Notti empurrou a porta da sala de detenção, a primeira a sair. Ele perseguiu o corredor vazio, tênis gritando na telha. Alcançando uma fileira de armários, ele esticou e pegou sua mochila de onde ele a jogou naquela manhã, muito irritado para carregá-la o dia todo.
Ele jogou o saco sobre o ombro, e uma melodia fraca atingiu seus ouvidos. Ele parou, inclinando a cabeça. Macio e orquestral, estava totalmente fora do lugar nas salas de aula tranquilas. Uma carranca enfiou os lábios. Quem estaria tocando música a esta hora?
A curiosidade superou seu desejo de escapar, e ele seguiu o som, seus passos mais silenciosos agora até chegar ao teatro. Uma das pesadas portas duplas foi aberta, derramando luz e música no corredor..
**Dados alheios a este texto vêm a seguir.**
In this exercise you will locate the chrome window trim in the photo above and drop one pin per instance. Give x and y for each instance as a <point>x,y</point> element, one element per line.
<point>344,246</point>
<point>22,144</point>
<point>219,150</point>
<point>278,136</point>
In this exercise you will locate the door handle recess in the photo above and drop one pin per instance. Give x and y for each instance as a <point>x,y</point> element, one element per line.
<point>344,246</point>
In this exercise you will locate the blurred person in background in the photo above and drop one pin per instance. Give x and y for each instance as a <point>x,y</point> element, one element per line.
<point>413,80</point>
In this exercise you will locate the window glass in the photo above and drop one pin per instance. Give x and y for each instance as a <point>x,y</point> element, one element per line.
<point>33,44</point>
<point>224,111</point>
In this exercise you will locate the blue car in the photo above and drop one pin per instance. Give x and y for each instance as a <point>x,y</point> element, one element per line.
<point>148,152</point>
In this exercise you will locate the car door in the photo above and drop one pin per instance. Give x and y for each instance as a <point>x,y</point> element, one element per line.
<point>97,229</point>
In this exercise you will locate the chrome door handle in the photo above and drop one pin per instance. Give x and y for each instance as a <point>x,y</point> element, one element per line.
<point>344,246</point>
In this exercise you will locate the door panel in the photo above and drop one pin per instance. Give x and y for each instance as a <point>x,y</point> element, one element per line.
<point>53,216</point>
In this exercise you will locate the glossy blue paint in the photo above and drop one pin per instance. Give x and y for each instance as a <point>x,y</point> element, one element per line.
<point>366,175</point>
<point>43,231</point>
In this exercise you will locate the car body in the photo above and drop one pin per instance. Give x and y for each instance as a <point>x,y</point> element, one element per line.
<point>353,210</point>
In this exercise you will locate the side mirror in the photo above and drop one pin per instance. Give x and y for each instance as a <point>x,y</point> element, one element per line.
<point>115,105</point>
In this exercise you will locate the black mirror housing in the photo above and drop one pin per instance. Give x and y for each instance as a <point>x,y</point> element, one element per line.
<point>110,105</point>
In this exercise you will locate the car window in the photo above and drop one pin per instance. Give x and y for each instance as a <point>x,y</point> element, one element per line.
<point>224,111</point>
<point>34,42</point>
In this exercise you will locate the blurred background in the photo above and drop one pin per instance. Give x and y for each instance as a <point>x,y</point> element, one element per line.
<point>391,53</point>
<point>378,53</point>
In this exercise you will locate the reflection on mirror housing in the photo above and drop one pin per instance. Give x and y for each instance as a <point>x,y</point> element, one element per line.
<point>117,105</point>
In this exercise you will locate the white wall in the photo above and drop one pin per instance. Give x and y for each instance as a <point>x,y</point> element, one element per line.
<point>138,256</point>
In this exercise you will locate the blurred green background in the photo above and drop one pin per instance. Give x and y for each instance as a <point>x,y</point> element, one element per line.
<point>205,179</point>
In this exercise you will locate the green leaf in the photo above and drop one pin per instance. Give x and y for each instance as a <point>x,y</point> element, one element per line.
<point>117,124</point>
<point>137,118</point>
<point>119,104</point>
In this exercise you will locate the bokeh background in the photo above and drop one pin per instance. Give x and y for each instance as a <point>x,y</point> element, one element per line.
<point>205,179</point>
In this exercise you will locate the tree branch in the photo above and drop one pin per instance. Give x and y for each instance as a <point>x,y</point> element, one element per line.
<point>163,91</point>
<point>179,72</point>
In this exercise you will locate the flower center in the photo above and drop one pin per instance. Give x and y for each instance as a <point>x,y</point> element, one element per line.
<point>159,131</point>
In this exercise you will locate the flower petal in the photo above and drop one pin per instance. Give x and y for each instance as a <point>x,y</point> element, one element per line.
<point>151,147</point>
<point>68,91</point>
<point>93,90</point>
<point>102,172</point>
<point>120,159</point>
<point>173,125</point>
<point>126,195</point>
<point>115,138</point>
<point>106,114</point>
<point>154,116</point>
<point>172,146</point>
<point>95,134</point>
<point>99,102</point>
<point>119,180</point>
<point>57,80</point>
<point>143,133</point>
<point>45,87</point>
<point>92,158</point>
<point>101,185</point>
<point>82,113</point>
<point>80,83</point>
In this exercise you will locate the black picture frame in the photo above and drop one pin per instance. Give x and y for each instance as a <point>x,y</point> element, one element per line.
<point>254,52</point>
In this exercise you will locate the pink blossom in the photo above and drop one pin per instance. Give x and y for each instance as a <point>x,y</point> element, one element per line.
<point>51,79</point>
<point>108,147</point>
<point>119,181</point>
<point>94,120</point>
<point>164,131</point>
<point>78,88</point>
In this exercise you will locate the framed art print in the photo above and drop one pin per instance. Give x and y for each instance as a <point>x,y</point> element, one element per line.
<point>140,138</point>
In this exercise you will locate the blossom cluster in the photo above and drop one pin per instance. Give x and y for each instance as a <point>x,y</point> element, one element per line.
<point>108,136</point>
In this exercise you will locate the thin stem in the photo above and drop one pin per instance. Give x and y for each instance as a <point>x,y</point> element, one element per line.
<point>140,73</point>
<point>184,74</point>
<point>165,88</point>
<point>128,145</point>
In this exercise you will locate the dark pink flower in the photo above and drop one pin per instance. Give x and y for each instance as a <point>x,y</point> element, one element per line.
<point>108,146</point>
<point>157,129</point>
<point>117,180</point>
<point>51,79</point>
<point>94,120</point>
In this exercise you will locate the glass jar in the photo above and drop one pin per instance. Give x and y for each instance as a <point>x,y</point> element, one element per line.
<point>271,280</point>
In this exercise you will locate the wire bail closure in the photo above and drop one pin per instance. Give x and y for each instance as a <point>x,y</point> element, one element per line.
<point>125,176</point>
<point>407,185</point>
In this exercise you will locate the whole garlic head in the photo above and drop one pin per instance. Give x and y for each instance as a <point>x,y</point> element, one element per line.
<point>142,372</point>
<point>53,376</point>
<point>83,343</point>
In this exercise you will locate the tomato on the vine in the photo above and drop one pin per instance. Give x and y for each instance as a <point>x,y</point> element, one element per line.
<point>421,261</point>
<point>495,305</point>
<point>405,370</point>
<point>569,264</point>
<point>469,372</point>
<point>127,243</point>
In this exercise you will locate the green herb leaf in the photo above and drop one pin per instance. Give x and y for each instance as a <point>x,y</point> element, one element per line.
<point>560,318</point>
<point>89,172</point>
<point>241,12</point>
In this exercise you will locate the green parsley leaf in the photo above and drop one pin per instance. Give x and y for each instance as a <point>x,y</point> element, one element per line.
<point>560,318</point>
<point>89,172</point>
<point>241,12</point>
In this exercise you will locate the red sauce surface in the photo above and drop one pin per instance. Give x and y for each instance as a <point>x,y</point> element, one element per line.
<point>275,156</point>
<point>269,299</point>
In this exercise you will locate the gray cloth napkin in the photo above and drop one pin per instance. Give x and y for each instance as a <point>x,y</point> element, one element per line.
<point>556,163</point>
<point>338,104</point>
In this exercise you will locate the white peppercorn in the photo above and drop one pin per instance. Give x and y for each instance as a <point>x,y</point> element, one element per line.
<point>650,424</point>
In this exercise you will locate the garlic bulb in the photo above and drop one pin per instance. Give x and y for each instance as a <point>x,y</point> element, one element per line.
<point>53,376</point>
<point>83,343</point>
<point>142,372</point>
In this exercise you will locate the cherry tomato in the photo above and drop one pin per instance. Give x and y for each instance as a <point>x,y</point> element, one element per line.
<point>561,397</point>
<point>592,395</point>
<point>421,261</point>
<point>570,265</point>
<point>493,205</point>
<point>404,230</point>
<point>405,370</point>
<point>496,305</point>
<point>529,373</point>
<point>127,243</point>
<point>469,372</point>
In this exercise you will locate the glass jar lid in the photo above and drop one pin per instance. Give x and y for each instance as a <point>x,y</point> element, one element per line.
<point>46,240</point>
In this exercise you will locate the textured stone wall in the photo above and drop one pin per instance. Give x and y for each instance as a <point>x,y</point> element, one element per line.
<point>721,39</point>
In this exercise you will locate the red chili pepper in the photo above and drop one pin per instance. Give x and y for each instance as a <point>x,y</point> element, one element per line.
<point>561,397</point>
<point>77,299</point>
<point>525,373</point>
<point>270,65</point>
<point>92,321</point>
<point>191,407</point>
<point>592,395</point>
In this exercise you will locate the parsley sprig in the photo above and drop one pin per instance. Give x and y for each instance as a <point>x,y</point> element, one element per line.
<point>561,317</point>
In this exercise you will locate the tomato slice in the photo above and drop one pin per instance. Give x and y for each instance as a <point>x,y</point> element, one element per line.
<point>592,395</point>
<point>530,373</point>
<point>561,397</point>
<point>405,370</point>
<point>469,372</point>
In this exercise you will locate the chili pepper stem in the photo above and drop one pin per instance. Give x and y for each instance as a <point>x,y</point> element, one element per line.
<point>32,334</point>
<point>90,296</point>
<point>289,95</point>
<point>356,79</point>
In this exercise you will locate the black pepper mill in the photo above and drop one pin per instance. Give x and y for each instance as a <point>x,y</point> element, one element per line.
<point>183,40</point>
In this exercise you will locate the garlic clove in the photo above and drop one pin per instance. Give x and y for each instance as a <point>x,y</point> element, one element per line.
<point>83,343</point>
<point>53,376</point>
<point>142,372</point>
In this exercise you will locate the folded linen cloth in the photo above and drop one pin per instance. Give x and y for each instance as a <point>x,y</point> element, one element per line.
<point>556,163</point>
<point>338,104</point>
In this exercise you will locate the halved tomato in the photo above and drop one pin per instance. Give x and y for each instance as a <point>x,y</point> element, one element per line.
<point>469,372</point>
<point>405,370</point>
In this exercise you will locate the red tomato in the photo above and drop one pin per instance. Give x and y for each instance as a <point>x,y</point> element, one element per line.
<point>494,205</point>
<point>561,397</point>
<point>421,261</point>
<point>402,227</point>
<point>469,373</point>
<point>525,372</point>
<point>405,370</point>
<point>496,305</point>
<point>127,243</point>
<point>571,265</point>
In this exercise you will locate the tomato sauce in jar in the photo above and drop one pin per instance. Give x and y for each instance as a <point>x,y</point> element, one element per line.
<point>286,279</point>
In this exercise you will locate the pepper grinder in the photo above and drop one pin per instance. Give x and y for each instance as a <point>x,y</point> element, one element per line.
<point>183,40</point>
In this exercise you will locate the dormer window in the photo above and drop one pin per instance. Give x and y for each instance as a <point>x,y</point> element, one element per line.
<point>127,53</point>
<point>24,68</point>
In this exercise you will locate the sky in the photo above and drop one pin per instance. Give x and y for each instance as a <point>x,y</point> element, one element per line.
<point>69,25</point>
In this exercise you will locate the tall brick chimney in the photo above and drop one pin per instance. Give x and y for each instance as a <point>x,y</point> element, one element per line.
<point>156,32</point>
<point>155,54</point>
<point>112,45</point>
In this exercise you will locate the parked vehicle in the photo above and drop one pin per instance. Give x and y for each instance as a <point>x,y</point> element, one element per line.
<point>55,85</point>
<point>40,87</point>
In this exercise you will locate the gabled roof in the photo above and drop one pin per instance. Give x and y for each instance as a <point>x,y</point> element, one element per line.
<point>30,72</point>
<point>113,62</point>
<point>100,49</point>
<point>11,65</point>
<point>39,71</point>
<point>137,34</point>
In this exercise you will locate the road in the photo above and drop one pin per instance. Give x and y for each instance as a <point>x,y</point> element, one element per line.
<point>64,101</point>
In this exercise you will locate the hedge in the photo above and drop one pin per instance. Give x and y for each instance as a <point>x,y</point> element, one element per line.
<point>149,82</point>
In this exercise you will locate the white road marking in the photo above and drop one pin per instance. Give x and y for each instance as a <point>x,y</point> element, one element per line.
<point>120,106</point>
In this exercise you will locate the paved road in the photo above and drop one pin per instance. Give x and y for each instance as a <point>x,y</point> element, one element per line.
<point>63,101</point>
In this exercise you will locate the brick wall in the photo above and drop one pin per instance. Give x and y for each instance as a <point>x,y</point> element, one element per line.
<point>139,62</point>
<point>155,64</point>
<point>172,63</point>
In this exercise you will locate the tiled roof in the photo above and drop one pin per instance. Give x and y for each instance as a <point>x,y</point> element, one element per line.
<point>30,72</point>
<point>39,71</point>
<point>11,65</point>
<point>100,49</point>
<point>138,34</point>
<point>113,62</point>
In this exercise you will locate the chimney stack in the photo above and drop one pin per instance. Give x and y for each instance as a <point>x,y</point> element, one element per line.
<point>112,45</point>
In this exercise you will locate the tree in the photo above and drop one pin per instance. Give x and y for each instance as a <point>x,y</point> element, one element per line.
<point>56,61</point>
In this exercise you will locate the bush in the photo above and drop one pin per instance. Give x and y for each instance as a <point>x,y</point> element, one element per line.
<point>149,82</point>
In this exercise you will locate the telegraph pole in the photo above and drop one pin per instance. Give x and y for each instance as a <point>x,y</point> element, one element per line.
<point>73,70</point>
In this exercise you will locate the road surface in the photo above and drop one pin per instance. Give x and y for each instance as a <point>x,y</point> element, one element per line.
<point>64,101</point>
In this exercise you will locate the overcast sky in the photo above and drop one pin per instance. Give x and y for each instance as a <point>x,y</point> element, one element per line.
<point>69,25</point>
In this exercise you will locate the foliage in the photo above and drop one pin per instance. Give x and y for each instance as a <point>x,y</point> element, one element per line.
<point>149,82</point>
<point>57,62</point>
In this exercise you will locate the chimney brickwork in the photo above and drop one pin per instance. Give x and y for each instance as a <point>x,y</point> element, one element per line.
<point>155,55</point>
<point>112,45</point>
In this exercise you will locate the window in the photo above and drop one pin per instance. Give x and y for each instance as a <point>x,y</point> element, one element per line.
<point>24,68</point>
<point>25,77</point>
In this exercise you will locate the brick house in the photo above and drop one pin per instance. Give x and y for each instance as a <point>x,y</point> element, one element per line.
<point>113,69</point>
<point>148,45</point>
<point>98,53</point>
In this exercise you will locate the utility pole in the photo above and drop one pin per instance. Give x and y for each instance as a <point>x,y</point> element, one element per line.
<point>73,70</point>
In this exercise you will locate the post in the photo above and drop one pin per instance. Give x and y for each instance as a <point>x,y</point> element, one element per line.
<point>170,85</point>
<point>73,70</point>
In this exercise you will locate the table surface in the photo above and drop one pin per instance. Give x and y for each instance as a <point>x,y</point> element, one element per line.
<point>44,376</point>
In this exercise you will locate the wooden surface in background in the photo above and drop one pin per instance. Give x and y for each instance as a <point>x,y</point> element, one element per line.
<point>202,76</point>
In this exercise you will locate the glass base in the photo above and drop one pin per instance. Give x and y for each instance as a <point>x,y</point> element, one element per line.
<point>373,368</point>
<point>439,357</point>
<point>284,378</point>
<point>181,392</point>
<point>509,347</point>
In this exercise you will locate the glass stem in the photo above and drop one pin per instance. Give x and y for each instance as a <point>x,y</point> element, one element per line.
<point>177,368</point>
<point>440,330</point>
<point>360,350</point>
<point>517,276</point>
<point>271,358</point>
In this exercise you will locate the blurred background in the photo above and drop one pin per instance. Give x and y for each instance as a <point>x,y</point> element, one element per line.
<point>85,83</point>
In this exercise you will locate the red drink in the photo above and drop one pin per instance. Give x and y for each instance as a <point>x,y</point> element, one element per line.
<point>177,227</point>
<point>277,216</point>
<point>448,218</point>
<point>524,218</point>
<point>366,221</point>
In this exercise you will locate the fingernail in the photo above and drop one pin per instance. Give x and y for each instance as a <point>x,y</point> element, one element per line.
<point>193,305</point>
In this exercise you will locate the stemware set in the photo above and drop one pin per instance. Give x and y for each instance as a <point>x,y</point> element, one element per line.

As dobradiças da porta gemiam alto no vasto espaço, Notti congelou, piscando para o barulho, enquanto seus olhos se ajustavam à escuridão, ele viu o auditório ficar escuro, exceto pelo palco, onde uma única garota dançou sob as luzes do trabalho..
Ele a reconhecia, da forma como você reconhece alguém que você passa todos os dias, sem realmente vê-los. Ela era geralmente quieta e discreta nos corredores lotados, mas aqui, ela era diferente..
Ela usava um simples collant preto e uma saia de envoltório rosa pálido que balançava com seus movimentos. Seu cabelo puxado para trás em tranças limpas, ela se moveu com uma confiança tranquila, equilibrando-se nas pontas de seus sapatos pontiagudos como se sem peso.
A música veio de um pequeno alto-falante portátil na borda do palco, perto de uma bolsa de ginástica e um telefone, mas sua entrada quebrou o feitiço, o range da porta a fez parar abruptamente, seu corpo ainda enquanto sua cabeça se voltava para o som..
"Olá?", ela gritou, sua voz suave, mas atado com cautela. Seus olhos escanearam as fileiras escuras de assentos, mas não parecia se contentar com nada.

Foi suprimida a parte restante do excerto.